La più recente legislazione sul mercato finanziario ha toccato profondamente la disciplina della corporate governance di banche ed altri intermediari finanziari, introducendo nuove e articolate regole che riguardano la composizione degli organi di amministrazione e controllo, le loro competenze, le modalità di funzionamento, la ripartizione dei poteri e delle deleghe, e altri profili ancora.
Le nuove disposizioni mirano ora a consentire alla Vigilanza di adottare provvedimenti che, pur nella loro invasività, possono essere gradualmente modulati.
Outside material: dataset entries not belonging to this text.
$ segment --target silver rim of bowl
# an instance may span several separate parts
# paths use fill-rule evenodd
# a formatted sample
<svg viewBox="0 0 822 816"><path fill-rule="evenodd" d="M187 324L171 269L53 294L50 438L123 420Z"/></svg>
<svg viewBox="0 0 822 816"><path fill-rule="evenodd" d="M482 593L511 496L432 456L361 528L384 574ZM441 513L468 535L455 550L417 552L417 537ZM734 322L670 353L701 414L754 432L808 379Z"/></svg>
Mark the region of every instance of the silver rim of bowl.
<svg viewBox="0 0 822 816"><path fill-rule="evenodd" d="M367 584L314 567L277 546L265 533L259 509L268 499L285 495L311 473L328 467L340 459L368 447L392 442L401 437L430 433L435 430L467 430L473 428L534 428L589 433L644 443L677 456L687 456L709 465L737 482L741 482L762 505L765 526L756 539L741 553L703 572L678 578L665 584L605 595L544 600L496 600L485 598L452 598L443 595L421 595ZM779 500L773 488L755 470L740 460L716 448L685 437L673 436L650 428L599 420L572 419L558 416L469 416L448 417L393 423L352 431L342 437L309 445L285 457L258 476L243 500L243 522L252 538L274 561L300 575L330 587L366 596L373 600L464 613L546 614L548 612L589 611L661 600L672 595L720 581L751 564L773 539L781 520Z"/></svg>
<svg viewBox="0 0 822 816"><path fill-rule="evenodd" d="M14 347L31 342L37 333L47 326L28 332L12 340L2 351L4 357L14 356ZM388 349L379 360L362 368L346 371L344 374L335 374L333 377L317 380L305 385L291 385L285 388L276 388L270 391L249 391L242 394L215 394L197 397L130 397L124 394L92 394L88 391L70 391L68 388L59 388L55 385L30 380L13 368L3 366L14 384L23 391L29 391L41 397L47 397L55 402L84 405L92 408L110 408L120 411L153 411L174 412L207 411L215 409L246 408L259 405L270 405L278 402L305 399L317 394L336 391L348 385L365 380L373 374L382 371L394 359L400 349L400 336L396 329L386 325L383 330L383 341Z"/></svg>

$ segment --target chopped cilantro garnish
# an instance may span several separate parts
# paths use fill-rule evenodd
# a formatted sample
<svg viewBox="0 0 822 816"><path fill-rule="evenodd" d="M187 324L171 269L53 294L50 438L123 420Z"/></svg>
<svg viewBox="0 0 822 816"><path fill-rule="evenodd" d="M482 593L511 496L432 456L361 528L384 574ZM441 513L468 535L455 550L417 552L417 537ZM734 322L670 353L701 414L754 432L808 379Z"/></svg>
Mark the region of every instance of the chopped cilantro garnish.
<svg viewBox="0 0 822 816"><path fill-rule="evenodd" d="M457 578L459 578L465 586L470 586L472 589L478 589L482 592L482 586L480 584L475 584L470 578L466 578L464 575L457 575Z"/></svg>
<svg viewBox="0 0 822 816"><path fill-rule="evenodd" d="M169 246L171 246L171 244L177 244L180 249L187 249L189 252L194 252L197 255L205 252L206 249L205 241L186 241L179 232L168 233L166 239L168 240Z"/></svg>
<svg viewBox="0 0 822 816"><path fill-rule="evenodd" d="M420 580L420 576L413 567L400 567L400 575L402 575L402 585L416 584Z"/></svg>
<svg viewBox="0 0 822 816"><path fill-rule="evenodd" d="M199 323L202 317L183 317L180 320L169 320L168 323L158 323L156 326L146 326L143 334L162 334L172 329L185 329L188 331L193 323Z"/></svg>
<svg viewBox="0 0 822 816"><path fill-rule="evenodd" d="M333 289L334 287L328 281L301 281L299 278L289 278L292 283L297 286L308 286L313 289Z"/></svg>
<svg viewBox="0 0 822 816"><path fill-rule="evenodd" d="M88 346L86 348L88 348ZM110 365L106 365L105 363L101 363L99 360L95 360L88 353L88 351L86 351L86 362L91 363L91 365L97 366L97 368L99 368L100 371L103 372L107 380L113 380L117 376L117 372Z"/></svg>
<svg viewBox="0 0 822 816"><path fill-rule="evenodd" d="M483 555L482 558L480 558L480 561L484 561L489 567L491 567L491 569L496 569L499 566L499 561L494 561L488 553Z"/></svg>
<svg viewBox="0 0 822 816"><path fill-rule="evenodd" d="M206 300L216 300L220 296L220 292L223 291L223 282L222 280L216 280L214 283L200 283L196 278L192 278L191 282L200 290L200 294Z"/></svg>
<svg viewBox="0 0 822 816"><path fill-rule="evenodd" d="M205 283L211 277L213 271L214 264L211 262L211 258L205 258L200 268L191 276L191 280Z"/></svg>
Al contempo, le soluzioni che si stanno affermando testimoniano una complessa articolazione della disciplina, dai profili innovativi anche nei riguardi del rapporto tra regole speciali e diritto societario.

La disciplina consente alle Autorità di Vigilanza di adottare misure di intervento precoce, molto articolate, adottabili nel corso dell’ordinaria gestione della banca, volte ad assicurare che le difficoltà economiche o finanziarie della banca vengano affrontate efficacemente non appena si manifestano (o si prospettano). Le misure di preparazione e prevenzione nel corso dell’ordinaria gestione della banca previste dalla Bank Recovery and Resolution Directive (BRRD) prevedono il ricorso ai cosiddetti piani di risanamento (art. 5, BRRD) e ai piani di risoluzione (art. 10, BRRD). Sono, inoltre, previste misure di intervento precoce (la c.d. “early intervention”), volte a fronteggiare situazioni di deterioramento o di “pericolo di insolvenza” della banca, che contemplano: la richiesta agli organi della banca di adottare misure correttive; la richiesta di attuazione di una o più delle misure previste nel piano di risanamento, la richiesta di cambiamenti alla strategia di business e alla struttura operativa della banca; la raccolta, anche tramite ispezioni, di informazioni utili all’Autorità di risoluzione, allo scopo di aggiornare il piano di risoluzione e prepararsi per la possibile risoluzione dell’intermediario; l’avvio di contatti diretti con potenziali acquirenti, in vista della risoluzione dell’intermediario, su richiesta dell’Autorità di risoluzione, nonché – per l’appunto – la rimozione di uno o più amministratori ritenuti inidonei a ricoprire la carica (art. 27, BRRD). Inoltre, in presenza di un deterioramento significativo della condizione finanziaria della banca, o di gravi violazioni di disposizioni legislative, regolamentari o statutarie – e se le misure ex art. 27 non sono sufficienti – le Autorità di vigilanza possono esigere la rimozione del management nella sua interezza e la nomina di nuovi amministratori (art. 28, BRRD). Infine, l’art. 29, BRRD prevede la nomina di un Temporary Administrator. Come si vede, la Direttiva introduce nuove misure di enforcement nei confronti degli esponenti aziendali, rappresentate dai vari poteri esercitabili per rimuovere, sostituire, o “affiancare” gli esponenti stessi.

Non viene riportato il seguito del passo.